Does it improve the optimisation ?

# We could run the optimisation, which takes a while. The following
# bitstring is the optimal one
optbs_feeder = c(1, 1, 1, 1, 1, 1, 1, 1, 1, 1, 1, 1, 1, 1, 1, 1, 1, 1, 1, 1, 1, 1, 1, 0, 0, 0, 0, 1, 1, 1, 0, 0, 0, 1, 0, 1, 0, 1, 0, 1)

# we can check this hypothesis by using it as the initial guess:
opt1 = gaBinaryDT(CNOlist=cnolist, model=modelIntegr, boolUpdates=boolUpdates,maxTime=1000, lowerB=lowerB, upperB=upperB,
     stallGenMax=20, elitism=4, popSize=50, sizeFac=1e-4, initBstring=optbs_feeder)

# and check the final model
plotModel(modelIntegr, cnolist, bString=optbs_feeder)

Inferred Network

One can check with the CNORdt optimisation that the new MSE is down to 0.00148 as compared to 0.031. The RMSE obtained is equivalent to the one obtained with hte True model (0.00142). The difference is due to the data being generated with a pure ODE formalism and the discrete time being used for the optimisation. We can check on the fitness plot that AP1 is now optimised properly:

cutAndPlotResultsDT(CNOlist=cnolist, model=modelIntegr, upperB=upperB,
    lowerB=lowerB, bString=optbs_feeder,    boolUpdates=boolUpdates)

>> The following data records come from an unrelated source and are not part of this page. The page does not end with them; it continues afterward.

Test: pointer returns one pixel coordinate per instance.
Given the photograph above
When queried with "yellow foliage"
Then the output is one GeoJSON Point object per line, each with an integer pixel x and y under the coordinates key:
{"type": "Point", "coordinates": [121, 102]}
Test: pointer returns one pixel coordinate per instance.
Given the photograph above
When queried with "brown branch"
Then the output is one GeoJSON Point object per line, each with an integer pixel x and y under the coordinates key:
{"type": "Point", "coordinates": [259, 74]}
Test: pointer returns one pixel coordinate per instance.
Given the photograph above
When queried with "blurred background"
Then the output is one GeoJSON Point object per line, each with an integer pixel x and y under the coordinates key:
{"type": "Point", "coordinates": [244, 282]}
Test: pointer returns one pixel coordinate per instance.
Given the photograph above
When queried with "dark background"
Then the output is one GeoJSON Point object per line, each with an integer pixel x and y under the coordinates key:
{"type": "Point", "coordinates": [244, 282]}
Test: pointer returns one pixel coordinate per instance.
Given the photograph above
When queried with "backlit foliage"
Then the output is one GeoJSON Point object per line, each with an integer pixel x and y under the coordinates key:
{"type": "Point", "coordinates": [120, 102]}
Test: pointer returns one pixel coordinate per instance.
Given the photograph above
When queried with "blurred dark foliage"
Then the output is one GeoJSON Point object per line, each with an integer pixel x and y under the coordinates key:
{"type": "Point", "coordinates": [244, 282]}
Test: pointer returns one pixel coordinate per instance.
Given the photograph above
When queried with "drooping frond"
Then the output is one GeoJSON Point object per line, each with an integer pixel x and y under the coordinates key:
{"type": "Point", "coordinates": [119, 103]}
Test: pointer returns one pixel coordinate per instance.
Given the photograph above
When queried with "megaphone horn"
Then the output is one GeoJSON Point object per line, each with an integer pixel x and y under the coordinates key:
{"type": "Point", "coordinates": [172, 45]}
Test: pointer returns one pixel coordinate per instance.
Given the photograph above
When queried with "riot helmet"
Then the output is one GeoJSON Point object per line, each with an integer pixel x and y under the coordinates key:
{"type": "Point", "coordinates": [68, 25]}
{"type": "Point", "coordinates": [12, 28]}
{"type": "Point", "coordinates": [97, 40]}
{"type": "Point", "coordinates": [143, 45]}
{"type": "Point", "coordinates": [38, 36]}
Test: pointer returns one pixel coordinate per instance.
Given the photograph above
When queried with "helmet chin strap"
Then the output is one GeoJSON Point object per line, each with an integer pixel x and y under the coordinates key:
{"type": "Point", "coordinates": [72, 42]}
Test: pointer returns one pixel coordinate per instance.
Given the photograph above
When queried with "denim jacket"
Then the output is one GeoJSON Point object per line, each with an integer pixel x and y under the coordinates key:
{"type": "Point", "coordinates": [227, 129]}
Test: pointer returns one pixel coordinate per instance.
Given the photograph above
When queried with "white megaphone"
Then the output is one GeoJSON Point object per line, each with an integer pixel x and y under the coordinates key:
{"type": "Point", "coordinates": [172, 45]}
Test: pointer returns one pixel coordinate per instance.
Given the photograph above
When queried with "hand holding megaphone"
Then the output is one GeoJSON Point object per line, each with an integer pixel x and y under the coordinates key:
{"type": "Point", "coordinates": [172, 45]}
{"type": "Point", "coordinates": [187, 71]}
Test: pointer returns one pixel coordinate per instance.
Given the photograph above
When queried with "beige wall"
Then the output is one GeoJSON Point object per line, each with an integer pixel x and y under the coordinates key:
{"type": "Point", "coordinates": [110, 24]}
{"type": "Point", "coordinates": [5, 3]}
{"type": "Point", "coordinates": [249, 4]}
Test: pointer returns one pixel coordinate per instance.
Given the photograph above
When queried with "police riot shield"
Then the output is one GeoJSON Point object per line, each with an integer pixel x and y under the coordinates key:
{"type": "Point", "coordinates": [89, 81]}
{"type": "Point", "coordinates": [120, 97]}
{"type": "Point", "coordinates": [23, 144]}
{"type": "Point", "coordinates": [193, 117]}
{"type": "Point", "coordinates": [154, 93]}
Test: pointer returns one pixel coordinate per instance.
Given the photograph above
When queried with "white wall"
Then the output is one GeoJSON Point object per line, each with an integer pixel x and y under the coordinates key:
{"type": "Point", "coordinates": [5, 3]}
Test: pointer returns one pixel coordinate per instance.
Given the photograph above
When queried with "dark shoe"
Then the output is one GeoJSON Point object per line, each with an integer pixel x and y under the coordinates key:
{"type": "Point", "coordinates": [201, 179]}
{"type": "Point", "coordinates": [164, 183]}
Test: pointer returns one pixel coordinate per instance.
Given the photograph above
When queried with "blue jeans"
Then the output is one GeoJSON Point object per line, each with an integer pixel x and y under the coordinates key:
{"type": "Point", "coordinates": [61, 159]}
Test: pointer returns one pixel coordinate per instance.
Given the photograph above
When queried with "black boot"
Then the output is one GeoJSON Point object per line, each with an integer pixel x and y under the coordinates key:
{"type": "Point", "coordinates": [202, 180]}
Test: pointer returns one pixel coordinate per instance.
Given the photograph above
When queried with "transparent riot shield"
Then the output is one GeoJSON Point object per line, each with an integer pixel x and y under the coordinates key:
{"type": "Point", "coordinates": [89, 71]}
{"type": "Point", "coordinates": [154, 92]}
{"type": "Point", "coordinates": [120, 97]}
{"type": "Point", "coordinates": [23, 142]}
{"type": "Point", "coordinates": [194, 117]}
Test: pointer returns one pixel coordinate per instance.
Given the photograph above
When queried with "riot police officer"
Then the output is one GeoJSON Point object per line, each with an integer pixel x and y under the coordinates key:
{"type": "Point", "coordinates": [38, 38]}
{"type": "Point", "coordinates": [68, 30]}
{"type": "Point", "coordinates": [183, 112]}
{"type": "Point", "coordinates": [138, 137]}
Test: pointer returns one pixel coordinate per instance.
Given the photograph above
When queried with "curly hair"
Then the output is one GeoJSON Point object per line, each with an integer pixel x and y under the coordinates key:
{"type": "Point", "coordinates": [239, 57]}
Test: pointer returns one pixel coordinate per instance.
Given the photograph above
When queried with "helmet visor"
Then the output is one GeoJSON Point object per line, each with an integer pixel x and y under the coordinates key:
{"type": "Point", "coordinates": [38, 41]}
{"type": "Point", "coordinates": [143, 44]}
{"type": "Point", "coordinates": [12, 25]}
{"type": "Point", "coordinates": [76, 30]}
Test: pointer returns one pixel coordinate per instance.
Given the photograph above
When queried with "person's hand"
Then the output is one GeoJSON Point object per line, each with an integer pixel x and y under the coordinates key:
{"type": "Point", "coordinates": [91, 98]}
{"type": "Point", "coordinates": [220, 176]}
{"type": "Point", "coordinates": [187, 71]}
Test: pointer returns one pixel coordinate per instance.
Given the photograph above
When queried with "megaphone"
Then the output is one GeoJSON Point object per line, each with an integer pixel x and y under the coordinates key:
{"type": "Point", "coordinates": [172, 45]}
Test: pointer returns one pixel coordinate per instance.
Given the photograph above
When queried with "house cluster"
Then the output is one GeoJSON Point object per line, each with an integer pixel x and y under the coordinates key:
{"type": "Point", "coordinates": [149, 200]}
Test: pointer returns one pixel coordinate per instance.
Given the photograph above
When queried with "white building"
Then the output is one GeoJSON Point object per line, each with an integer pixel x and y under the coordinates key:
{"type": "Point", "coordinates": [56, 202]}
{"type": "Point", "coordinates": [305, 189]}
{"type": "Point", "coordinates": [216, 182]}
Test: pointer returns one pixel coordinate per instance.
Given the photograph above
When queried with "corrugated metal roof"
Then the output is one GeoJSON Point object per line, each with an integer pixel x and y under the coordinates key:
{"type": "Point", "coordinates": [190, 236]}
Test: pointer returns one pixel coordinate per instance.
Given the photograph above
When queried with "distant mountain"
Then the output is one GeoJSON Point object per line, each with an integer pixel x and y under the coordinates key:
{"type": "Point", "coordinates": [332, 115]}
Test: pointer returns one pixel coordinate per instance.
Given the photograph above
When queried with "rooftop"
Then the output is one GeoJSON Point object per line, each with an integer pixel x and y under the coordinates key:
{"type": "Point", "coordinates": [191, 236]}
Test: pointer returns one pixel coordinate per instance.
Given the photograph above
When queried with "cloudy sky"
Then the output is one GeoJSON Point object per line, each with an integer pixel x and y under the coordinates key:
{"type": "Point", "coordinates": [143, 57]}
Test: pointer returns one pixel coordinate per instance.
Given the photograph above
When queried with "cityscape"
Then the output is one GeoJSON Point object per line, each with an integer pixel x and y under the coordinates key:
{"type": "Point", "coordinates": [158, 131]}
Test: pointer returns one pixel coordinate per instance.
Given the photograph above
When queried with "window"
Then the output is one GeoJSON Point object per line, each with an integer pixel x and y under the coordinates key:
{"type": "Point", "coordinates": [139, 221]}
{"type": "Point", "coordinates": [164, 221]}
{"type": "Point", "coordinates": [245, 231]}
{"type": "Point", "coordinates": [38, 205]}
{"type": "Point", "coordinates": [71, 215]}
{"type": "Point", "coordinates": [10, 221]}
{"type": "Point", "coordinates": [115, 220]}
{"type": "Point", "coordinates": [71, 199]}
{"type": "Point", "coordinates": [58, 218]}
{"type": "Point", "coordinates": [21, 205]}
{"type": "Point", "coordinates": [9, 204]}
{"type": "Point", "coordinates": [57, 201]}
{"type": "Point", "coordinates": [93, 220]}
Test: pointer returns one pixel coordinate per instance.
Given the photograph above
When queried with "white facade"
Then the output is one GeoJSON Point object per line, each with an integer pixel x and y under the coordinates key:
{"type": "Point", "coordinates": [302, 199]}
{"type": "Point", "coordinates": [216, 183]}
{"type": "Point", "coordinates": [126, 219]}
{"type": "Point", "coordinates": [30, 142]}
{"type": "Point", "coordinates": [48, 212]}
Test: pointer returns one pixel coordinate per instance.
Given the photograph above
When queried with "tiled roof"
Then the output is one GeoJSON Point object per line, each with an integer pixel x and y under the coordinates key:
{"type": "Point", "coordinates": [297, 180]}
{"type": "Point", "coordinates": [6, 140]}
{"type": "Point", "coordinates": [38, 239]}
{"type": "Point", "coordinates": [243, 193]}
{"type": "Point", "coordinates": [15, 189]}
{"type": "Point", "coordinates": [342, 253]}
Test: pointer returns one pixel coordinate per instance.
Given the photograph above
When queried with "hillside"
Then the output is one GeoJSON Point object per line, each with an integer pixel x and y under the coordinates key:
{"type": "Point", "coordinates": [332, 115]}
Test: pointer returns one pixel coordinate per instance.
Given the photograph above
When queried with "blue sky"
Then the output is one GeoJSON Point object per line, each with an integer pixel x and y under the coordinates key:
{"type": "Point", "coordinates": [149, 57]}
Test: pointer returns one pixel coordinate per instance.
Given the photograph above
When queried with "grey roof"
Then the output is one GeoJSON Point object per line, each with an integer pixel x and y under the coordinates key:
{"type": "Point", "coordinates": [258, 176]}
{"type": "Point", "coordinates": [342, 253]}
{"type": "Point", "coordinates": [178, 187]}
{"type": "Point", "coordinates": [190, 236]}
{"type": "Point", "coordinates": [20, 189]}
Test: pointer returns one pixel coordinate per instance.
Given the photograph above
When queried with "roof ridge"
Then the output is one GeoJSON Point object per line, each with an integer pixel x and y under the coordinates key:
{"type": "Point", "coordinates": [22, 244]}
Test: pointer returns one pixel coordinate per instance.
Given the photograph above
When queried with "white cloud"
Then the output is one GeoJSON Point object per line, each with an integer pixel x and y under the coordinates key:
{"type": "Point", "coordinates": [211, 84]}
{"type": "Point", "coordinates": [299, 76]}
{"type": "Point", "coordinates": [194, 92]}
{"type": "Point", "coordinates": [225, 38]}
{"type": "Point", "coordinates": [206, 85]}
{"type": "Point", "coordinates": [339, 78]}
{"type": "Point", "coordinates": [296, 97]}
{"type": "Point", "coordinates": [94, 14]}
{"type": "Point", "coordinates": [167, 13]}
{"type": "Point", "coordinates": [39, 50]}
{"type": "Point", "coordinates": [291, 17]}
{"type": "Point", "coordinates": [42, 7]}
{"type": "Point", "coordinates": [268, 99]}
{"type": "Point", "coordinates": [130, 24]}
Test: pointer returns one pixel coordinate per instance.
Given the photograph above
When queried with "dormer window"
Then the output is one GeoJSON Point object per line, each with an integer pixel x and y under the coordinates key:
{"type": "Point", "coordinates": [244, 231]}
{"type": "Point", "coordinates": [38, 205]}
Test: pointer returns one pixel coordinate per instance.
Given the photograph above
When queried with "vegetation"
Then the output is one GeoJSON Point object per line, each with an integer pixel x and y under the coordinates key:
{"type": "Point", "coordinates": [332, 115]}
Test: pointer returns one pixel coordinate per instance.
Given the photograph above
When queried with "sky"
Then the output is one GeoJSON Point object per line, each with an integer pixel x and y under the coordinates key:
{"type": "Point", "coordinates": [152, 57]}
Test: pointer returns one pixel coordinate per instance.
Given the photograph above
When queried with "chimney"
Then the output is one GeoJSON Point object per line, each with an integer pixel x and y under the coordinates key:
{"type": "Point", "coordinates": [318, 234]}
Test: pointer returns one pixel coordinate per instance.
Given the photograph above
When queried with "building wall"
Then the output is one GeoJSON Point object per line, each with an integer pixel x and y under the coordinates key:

So, the CNORfeeder analysis tells us that there is a missing link between TNFa stimulus and AP1 readouts. We know from the PKN that indeed there is a cross talk via ASK1 species. Without that knowledge, one can use different resources (e.g., intact) to figure out existing interactions between TNFa and ap1.

Other examples can be found on the documentation packages of CellnoptR, CNORdt, CNORfeder, CNORfuzzy, CNORode in bioconductor.